In 2012, the C.F.P.B. began conducting supervisory exams of payday lenders, a process that required them to open up their offices and books, and sometimes yielded evidence of predatory lending for the bureau’s enforcement team to take up. A company called Ace Cash Express, investigators found, harassed overdue borrowers by using phony legal threats. The investigation yielded a potent illustration of the debt trap: Ace Cash’s training manual, which instructed employees to pressure borrowers into paying off overdue loans by taking out new ones, illustrated its customer-service doctrine with a graphic resembling a recycling symbol, with one “short-term” loan fueling the next in an endless loop of debt.
At first, the CFPB went after the most egregious examples of exploitative behavior they could find, and they also put an emphasis on online lenders. In 2015, they began developing a new rule to apply to the industry that they hoped would end the practice of making deliberately bad loans. Lenders would be scrutinized, and they would be expected to examine a borrower’s ability to repay a loan before granting them one. Systemic abuse of the system could lead to hefty fine and even criminal charges. Before the new rule could be implemented, however, Donald Trump surprisingly won the 2016 election.

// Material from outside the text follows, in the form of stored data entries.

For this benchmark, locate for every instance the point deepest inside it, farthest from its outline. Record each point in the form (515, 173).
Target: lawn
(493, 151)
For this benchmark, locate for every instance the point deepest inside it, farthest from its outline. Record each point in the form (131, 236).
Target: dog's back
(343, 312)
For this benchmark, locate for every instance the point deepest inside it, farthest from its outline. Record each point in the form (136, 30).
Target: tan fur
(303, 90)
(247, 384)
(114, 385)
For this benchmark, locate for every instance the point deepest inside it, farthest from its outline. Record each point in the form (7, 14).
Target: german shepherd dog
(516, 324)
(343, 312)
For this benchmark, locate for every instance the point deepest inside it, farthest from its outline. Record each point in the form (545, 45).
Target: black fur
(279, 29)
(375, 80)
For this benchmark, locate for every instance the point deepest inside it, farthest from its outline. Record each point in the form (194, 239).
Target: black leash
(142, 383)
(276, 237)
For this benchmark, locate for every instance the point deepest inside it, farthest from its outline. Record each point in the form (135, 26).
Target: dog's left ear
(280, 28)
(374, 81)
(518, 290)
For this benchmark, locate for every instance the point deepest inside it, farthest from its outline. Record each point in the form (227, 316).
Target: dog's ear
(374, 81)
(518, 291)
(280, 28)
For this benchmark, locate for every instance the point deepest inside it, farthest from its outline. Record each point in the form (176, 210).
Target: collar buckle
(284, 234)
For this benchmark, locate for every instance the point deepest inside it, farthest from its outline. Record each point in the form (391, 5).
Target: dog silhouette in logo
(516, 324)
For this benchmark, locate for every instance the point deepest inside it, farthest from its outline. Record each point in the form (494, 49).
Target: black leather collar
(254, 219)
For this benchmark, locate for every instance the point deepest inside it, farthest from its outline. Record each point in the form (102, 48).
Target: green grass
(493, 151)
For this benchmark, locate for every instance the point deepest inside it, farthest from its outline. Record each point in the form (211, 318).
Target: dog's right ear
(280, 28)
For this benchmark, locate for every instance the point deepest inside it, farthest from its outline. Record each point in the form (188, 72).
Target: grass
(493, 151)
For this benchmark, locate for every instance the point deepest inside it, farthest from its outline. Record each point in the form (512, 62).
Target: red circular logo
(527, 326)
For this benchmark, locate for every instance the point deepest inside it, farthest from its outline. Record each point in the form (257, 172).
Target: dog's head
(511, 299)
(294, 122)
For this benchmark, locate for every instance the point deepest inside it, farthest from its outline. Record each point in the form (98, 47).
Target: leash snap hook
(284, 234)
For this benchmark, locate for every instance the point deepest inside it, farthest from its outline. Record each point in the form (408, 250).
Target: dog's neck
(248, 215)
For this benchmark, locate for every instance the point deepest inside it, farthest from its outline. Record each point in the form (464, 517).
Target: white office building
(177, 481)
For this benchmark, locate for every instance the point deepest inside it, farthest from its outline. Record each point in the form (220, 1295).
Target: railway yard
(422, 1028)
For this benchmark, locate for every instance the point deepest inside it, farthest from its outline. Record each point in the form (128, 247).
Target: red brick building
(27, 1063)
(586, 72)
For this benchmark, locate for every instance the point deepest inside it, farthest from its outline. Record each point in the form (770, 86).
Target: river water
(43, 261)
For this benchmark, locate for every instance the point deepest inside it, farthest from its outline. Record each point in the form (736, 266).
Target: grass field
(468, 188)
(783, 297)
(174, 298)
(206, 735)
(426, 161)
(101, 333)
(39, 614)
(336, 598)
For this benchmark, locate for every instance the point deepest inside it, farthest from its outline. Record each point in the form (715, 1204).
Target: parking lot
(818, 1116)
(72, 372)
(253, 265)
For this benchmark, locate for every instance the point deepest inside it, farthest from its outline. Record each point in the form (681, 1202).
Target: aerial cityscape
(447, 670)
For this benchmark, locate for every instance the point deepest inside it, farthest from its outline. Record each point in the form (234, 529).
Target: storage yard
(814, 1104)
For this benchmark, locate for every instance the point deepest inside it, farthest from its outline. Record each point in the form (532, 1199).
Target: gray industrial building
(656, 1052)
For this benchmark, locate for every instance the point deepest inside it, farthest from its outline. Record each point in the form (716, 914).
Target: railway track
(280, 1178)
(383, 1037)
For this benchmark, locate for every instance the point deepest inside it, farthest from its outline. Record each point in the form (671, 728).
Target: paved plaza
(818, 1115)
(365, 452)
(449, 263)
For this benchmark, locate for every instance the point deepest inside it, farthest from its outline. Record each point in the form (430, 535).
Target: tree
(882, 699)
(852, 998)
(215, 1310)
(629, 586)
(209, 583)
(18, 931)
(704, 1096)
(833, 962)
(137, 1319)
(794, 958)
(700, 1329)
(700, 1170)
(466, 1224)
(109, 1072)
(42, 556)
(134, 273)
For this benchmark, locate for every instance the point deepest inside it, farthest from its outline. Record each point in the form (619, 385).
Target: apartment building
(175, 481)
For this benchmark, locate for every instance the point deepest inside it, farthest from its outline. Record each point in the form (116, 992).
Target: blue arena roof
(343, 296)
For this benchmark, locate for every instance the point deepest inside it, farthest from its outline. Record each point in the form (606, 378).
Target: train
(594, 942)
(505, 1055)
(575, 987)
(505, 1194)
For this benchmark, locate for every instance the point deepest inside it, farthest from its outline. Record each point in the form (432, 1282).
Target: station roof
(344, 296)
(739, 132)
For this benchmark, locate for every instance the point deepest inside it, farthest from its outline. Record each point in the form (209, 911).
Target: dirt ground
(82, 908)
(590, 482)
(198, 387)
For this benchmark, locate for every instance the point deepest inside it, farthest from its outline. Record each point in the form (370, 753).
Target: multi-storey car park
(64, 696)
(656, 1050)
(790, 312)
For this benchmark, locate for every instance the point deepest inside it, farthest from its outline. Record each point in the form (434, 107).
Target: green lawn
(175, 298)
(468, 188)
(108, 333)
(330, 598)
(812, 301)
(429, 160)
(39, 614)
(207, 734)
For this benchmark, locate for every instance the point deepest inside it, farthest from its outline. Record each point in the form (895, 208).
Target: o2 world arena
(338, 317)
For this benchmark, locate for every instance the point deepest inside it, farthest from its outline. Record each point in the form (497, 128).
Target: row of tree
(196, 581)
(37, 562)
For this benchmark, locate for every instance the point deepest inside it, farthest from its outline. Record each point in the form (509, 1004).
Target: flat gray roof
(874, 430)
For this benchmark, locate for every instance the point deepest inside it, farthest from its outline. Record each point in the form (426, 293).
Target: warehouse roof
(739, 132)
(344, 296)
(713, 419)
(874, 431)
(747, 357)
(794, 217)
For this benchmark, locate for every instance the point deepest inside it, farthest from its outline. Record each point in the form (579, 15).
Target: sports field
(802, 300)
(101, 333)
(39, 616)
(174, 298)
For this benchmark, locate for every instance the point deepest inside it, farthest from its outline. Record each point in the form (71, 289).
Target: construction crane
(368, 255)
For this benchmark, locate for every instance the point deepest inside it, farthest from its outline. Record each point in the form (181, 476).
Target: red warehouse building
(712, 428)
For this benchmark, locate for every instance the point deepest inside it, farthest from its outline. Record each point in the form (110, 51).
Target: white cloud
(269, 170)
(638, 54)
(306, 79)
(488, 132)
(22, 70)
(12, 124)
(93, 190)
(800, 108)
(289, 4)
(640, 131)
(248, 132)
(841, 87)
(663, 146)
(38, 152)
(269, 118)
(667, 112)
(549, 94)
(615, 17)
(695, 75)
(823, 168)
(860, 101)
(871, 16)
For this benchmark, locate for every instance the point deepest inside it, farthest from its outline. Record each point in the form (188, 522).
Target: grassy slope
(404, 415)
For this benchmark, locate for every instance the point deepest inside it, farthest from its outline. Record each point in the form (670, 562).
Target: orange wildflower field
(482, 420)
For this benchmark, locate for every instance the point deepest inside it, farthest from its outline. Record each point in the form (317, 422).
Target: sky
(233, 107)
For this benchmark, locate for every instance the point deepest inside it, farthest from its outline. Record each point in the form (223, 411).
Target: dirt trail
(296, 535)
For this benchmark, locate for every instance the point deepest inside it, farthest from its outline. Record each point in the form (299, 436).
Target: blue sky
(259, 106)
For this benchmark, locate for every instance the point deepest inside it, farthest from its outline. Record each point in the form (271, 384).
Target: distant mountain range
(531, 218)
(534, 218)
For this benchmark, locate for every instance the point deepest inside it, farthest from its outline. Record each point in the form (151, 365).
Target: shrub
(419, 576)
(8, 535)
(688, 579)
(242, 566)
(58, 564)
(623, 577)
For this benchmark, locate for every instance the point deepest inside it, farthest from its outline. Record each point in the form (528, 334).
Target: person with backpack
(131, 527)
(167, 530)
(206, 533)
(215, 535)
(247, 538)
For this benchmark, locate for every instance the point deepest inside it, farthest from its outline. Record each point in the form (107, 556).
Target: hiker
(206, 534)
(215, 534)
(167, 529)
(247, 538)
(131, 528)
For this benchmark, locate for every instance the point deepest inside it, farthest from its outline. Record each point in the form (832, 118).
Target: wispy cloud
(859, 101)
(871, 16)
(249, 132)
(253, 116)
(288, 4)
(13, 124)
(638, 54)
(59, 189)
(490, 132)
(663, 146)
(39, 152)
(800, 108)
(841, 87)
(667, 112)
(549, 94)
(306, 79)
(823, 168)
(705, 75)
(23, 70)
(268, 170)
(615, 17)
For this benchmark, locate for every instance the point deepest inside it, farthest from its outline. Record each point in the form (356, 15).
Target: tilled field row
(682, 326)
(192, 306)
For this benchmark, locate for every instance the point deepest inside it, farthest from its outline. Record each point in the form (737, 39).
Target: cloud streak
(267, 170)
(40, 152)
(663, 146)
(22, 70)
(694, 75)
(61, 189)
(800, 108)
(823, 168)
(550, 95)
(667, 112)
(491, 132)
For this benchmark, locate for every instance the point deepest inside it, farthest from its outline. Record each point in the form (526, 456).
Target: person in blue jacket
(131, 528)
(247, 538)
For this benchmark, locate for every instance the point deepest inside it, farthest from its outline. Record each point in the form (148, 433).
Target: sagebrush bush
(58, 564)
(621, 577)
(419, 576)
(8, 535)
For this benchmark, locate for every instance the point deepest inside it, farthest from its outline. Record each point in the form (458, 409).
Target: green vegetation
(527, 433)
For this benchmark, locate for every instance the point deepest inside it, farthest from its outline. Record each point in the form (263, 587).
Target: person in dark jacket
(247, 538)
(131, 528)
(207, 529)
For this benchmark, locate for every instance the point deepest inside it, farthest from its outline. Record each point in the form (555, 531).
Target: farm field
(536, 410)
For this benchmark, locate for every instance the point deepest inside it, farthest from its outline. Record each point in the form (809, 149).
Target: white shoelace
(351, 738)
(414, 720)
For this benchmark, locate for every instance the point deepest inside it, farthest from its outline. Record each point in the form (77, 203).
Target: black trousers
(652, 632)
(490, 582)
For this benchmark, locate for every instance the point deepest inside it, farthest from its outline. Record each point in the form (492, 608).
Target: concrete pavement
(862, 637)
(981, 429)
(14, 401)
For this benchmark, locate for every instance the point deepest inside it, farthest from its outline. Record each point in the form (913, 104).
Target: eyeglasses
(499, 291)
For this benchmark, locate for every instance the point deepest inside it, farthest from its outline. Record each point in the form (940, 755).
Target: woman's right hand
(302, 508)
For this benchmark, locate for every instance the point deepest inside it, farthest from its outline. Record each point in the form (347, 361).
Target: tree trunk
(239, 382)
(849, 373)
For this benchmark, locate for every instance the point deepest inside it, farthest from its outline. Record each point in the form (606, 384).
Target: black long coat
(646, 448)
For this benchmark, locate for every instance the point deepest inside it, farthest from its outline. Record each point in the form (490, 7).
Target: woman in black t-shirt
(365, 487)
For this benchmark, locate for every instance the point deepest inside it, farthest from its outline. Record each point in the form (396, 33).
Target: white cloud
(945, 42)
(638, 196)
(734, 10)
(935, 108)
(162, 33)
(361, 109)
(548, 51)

He then jammed Mick Mulvaney in as the interim replacement for Richard Cordray, and Mulvaney set about not only saving the payday lenders from oversight and regulation but cutting the teeth out of the entire bureau. He was so effective at this job that Trump was convinced to make him the White House chief of staff.
All is not lost, and if a Democrat wins the presidency in 2020 the bureau may be salvageable as an advocate for working people. I imagine a President Elizabeth Warren would be especially invested in that outcome. It seems to me that if people grasped that the Republican Party is on the side of predatory lenders and against protecting people from fine-print scams and debt traps, that a lot of them would be less inclined to take their side because of cultural issues.
The problem is getting them to understand this when there is no much effort going on to keep them focused on NFL players and scary immigrants and the War on Christmas.